Marketing Coup: Did you notice the Ravens players holding up those Tampa Tribune headlines (Ravens Win) right after the game ended? With a photograph of the opening kick-off as the dominant element on the page, the Tribune printed 5,000 copies declaring the Ravens the winners and, just in case, 5,000 with Giants on top. A photo messenger (runner) made sure the right bundle made it to the field. No word on just what will become of those 5,000 copies with the other guys winning.

Film Not Yet Dead: The vast majority of the estimated 300 photographers on hand were shooting digital. But the world's premier showcase for sports photography, Sports Illustrated, stuck with color negative film that it then mounted in 35 mm slide mounts for viewing purposes. The magazine shot 454 rolls exposed at 800 ASA pushed one and a half stops to 2000 ASA. "Maybe we will not cover the game this way next year," said Steve Fine, SI's director of photography . "If the next generation of digital cameras are all that they are being cracked up to be, maybe." The SI team of five editors, 11 photographers, and a production team handled 430 rolls of slide film. AllSport, the photo agency, included some color negative film in its mix.

Best Trailer Set-ups: Hats off to Jack Rowland and Jennifer Davis of the St. Pete Times and to the AP. Not only did they both have first-class, state-of-the-art G4 dual processing units with signage, they had good food and super team spirit. Their editors made sure that people in their trailers had fun. (Disclosure note: The Poynter Institute, where I work, owns the St. Petersburg Times.)

Trailer Food: St. Pete's Big Tim's BBQ was a hit. The baked bean, ribs, and slaw did not last long. Karen Jennings of The Orlando Sentinel did question the wisdom of serving beans to so many people in such tight quarters.

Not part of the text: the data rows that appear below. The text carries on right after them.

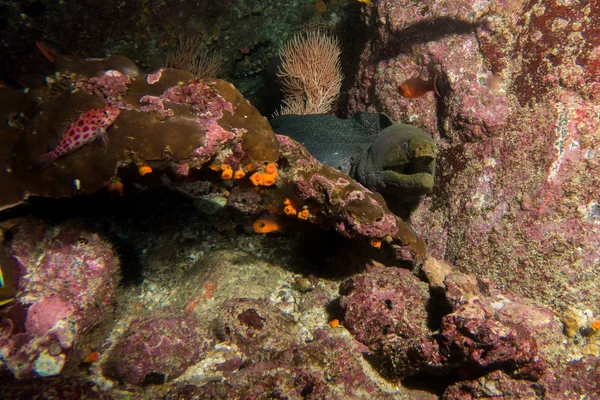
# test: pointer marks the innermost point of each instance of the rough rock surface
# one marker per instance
(67, 283)
(518, 131)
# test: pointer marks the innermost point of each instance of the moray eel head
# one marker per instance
(400, 163)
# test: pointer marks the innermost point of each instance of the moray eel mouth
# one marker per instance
(420, 165)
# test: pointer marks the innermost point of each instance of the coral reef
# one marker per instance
(517, 131)
(67, 280)
(158, 347)
(176, 125)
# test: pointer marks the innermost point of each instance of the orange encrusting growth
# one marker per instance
(227, 171)
(144, 169)
(116, 186)
(376, 243)
(289, 208)
(303, 214)
(266, 178)
(266, 225)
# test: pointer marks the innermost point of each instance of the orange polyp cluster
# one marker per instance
(270, 169)
(266, 225)
(227, 171)
(116, 186)
(266, 178)
(376, 243)
(303, 214)
(289, 208)
(144, 169)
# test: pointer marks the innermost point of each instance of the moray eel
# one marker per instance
(396, 160)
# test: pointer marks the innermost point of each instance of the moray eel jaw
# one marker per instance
(400, 163)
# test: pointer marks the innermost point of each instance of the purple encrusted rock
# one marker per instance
(493, 329)
(326, 368)
(516, 124)
(495, 385)
(256, 326)
(67, 285)
(158, 347)
(576, 380)
(386, 309)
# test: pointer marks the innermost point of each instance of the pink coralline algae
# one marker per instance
(484, 329)
(299, 372)
(157, 348)
(206, 103)
(68, 278)
(386, 310)
(517, 131)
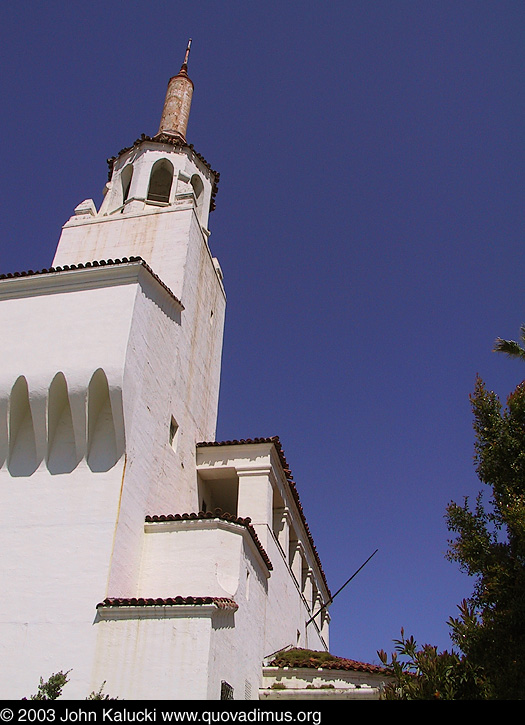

Streamlining the Messenger System: Rather than wait for editors to remove images from the portable media cards (each with a capacity of 64 to 128 MGs) to be redistributed to photographers on the field, Jack Rowland of the St. Pete Times came up with the idea of equipping each photographer with 20 cards--enough for as many as 2,000 images each.

Main Lesson Learned: Plan and be patient with editing of digital images. "Each frame is hard to see on the laptops," said Pancho Bernasconi of The New York Times. "Be thoughtful and patient. Sometimes the photographer has the image that you are looking and hoping for, but [in aquiring the image from the card] the sequence gets mixed-up. Take a few seconds to look closely."